The council also voted unanimously to remove library fees from the city master fee schedule. Council member (S3) said library fees belong to the library board, a separate governing body that can change fees itself, and moved to remove those fees from the city schedule. The motion carried.
Separately, the council opened and closed a public hearing on ordinance No. 26-01 and then adopted it. The ordinance, as presented by the mayor, "allows the city to automatically adopt any burn bans issued from the county or state or any agency that's authorized inside of the county." The version adopted includes a subsection added since the prior draft (section g) that the mayor described as allowing the fire chief to tailor or remove restrictions that don’t apply locally; the chief must notify the mayor and council of any such changes.
Council also confirmed several appointments. The council voted to place Jason Trexler and Deborah Nelson Williams on the library board and to add Amy Johnson and Jenny Tanner to the events council. Council member (S6) moved to appoint John Westover as vice mayor for the time the mayor will be out of town; that motion carried unanimously.

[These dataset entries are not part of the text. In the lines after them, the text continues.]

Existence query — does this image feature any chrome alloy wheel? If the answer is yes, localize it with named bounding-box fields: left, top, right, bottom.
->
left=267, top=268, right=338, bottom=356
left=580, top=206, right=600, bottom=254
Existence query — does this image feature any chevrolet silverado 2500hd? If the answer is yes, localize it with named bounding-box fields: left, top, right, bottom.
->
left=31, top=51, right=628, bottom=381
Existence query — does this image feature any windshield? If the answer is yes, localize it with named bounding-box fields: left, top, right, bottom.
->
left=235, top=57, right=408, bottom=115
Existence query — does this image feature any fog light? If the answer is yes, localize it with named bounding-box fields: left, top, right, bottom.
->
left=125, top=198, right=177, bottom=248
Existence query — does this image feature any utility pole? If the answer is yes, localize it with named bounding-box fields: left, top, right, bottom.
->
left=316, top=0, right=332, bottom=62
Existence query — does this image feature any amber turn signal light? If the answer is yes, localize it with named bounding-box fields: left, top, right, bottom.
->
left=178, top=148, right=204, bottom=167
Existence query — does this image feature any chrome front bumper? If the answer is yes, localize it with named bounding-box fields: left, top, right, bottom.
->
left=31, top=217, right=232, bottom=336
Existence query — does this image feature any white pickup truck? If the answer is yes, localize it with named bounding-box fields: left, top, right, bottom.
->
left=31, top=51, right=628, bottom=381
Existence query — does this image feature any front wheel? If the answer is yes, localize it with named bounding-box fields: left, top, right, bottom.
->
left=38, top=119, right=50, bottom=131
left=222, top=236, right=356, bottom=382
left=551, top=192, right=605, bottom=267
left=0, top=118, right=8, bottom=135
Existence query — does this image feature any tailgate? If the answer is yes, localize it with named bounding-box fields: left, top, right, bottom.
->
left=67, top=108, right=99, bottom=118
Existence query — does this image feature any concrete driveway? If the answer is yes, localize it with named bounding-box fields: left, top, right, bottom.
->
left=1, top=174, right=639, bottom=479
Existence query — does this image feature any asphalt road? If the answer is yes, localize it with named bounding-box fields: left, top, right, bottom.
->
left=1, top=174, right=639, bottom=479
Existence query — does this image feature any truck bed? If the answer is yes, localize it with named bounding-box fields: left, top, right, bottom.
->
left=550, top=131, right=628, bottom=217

The ordinance adoption and fee-schedule votes were all passed by unanimous voice vote; minutes record the motions, seconds and that the motions "carried unanimously." No recorded roll-call tallies or names tied to individual aye/no votes were provided in the transcript.
What’s next: the adopted ordinance requires the city to track higher-jurisdiction burn bans and the fire chief to notify the mayor and council of local modifications. The proposed resolution on fundraising/ donation controls discussed during the mayor’s report will return on next month’s agenda for formal council action.